Q: My neighbors shot my 1 year old dog for injuring their goats. They did not kill any goats.
They called us to come get him after they had their goats pinned up. We live 2 houses down and in the 2 min it took my husband to go down and pick him up they decided to shoot my dog. He was not actively harming their goats. He was standing there a couple feet away in the fence and they shot him and killed him. Is there anything we can do to hold them liable for cruelty? Given he wasn’t actively harming them and they had called us and within 2 min of hanging up the phone decided to just go ahead and kill him to in their words “prevent him from coming back again?”
If your dog was out of your control and injured your neighbor's goats, you are responsible for the vet bill to treat the goats.
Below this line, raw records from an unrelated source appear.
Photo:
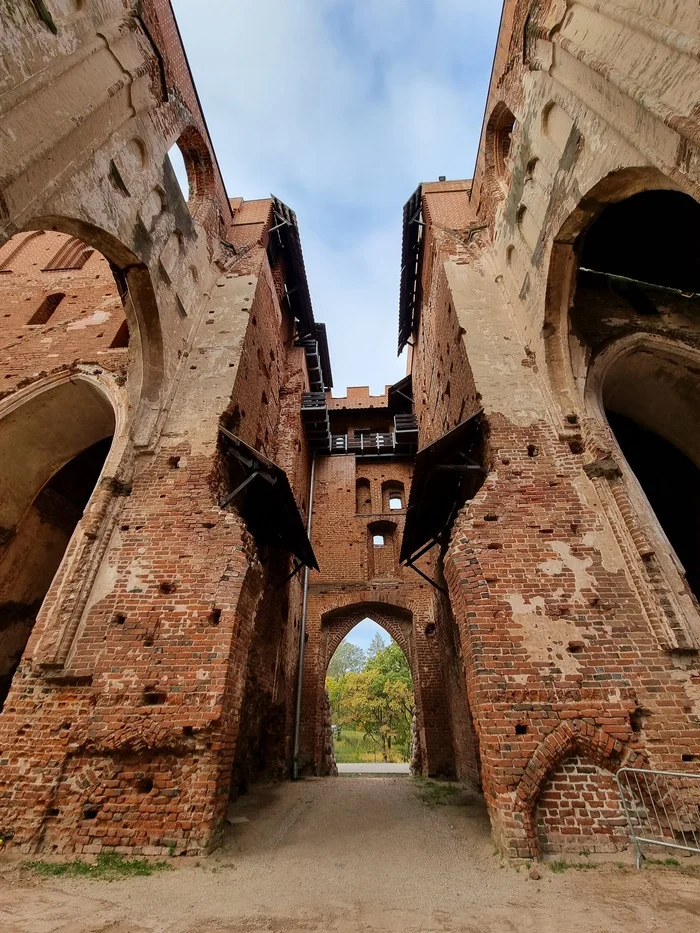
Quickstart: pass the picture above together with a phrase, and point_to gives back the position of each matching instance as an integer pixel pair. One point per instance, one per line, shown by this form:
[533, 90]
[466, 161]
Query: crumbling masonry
[520, 513]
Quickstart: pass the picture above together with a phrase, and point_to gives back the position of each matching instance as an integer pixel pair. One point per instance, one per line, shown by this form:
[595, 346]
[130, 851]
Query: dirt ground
[354, 854]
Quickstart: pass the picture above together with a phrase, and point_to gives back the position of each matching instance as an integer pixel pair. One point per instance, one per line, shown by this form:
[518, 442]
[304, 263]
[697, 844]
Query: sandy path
[355, 854]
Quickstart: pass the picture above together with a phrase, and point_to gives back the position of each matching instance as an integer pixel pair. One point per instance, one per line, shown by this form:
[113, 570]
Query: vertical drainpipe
[302, 629]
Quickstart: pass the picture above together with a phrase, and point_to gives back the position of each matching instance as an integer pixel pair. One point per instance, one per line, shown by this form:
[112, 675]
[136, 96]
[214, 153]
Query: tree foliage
[378, 700]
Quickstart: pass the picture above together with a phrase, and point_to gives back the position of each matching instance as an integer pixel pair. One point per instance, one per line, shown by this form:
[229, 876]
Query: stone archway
[565, 260]
[146, 349]
[55, 440]
[397, 622]
[572, 738]
[621, 332]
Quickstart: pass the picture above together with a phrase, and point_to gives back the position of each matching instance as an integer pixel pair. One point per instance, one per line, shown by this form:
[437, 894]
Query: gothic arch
[564, 265]
[140, 306]
[570, 738]
[59, 438]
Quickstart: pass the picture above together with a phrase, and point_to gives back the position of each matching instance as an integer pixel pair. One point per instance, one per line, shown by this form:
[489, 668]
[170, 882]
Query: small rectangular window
[46, 308]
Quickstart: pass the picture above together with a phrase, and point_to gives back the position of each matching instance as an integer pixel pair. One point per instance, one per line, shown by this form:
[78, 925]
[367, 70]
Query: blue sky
[340, 108]
[364, 632]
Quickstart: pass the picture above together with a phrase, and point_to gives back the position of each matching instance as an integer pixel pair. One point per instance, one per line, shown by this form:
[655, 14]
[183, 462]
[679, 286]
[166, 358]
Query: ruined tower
[186, 509]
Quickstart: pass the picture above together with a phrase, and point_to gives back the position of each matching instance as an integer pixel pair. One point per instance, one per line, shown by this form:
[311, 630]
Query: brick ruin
[520, 513]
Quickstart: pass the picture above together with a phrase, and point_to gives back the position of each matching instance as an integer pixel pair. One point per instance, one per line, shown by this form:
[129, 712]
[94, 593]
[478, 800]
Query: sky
[364, 632]
[340, 108]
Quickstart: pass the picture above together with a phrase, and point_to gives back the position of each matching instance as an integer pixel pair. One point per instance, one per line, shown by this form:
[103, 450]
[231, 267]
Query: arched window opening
[121, 338]
[382, 550]
[52, 271]
[499, 137]
[12, 249]
[177, 163]
[363, 497]
[392, 496]
[371, 698]
[72, 254]
[43, 492]
[652, 403]
[190, 160]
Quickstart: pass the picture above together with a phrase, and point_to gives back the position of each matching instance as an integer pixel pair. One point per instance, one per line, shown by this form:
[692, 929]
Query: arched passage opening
[371, 698]
[623, 321]
[93, 294]
[651, 399]
[53, 446]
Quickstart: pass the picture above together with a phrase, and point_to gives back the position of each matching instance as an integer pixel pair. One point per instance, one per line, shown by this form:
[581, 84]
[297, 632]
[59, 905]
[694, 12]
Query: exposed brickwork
[159, 676]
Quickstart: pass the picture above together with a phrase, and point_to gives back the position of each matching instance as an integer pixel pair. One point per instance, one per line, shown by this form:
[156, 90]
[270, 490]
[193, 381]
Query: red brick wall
[81, 328]
[181, 672]
[579, 810]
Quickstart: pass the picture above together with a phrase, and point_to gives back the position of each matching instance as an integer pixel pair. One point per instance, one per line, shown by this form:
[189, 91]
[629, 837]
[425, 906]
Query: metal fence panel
[662, 808]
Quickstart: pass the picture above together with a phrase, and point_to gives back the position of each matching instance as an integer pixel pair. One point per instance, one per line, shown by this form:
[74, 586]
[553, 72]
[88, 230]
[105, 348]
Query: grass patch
[108, 866]
[353, 747]
[442, 793]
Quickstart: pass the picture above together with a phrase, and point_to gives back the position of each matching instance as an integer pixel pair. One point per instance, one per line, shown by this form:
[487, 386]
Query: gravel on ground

If your neighbor decided to shoot your dog AFTER his animals were safe, he may be criminally liable but only the County Prosecutor has the authority to bring criminal charges.
If the dog was shot on your property, your neighbor owes you the replacement cost of your dog. No matter how close you are to an animal, under the law animals are chattel. They are treated no differently than any other personal property. For example, you may have a car that your father drove for many years and that has great sentimental value to you. Still, if that car is demolished in an accident and the fair market value is $5000, that is all the at-fault party is required to pay even if you would never sell the car for $50,000.
In a civil action, your neighbor could bring a claim against you for injury to his goats and you could file a counterclaim for the death of your dog. In criminal law, the situation is called a cross-claim. There is no law that prevents it but many jurisdictions disfavor cross-claims, the rationale being that both parties acted badly and law enforcement has more important matters to deal with. In the matter you describe, you acted badly by letting your dog out of your control, especially given that your dog was disposed to attack other animals (here the goats). The goat could just as easily have been a child. Your neighbor acted badly by shooting your dog after his animals were secured, especially if your dog was on your property when he was shot. If your neighbor shot your dog WHILE it was attacking his goats, on his property, he would have had every right to do that.